И за добро добром камин ответил. Так сухо вскоре стало в доме и тепло. Я высушил одежду. На стол накрыл. Открыл бутылку водки. Сто граммов выпил для начала, закусил. Топчан расправил и прилег, когда огонь снаружи и внутри в один сольется, ожидая, пока я разомлею и дойду до философских размышлений. О смысле жизни, бытия, конечно, и о том, что все мечты сбываются, лишь стоит захотеть.
Тропа
Едва я вышел, луна тропу под ноги раскатала. Старинную, чуть потемневшую от времени, тропу. Я двигался, в серебряной пыли по щиколотку, ничуть не сомневаясь. С сомненьем двигаться по лунным тропам невозможно.
Все выше путь. И глубже вечер. Прохладный ветер шевелил волос моих остатки. И серебрянкой красил их. Без серебра в висках мужчина смотрится мальчишкой. Таким я оставался до сих пор. И мало что изменится, скорей всего, в ближайшей перспективе. В моем роду мужчины рано не седеют. И умирают молодыми оттого.
Я поднимался. Замерзал. Чистейшим льдом луна светилась. Холодная прозрачная луна. Как горные вершины Алатау. Когда, после подъема сразу, до завтрака еще, бредешь к аэродрому по степи и видишь горы впереди.
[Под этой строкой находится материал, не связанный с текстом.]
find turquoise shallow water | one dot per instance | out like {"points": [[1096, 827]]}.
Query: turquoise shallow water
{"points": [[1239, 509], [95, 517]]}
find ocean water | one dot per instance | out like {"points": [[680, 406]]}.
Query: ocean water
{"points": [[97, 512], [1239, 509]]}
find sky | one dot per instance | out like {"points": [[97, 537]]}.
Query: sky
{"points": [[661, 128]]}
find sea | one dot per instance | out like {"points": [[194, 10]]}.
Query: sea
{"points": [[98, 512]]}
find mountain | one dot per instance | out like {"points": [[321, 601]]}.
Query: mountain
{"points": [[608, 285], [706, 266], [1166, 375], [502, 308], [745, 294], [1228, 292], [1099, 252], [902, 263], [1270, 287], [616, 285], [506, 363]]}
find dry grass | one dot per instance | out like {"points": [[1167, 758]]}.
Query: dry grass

Такие ледяные, что замерзаешь сразу, лишь смерив взглядом их.
Скользил. Рискуя рухнуть вниз. Тропа покрылась настом снежным. Как посреди весны. Непостоянной. С теплом и холодами. Когда все тает днем, а ночью замерзает. И, если ночь тебя в пути застанет, становится тоскливо. И думаешь о том, что никогда сугробы не растают. А стало быть, до лета вряд ли доживешь.
Но настроение такое только до утра. До верхней кромки солнца. До первого тепла. И скромной мартовской капели.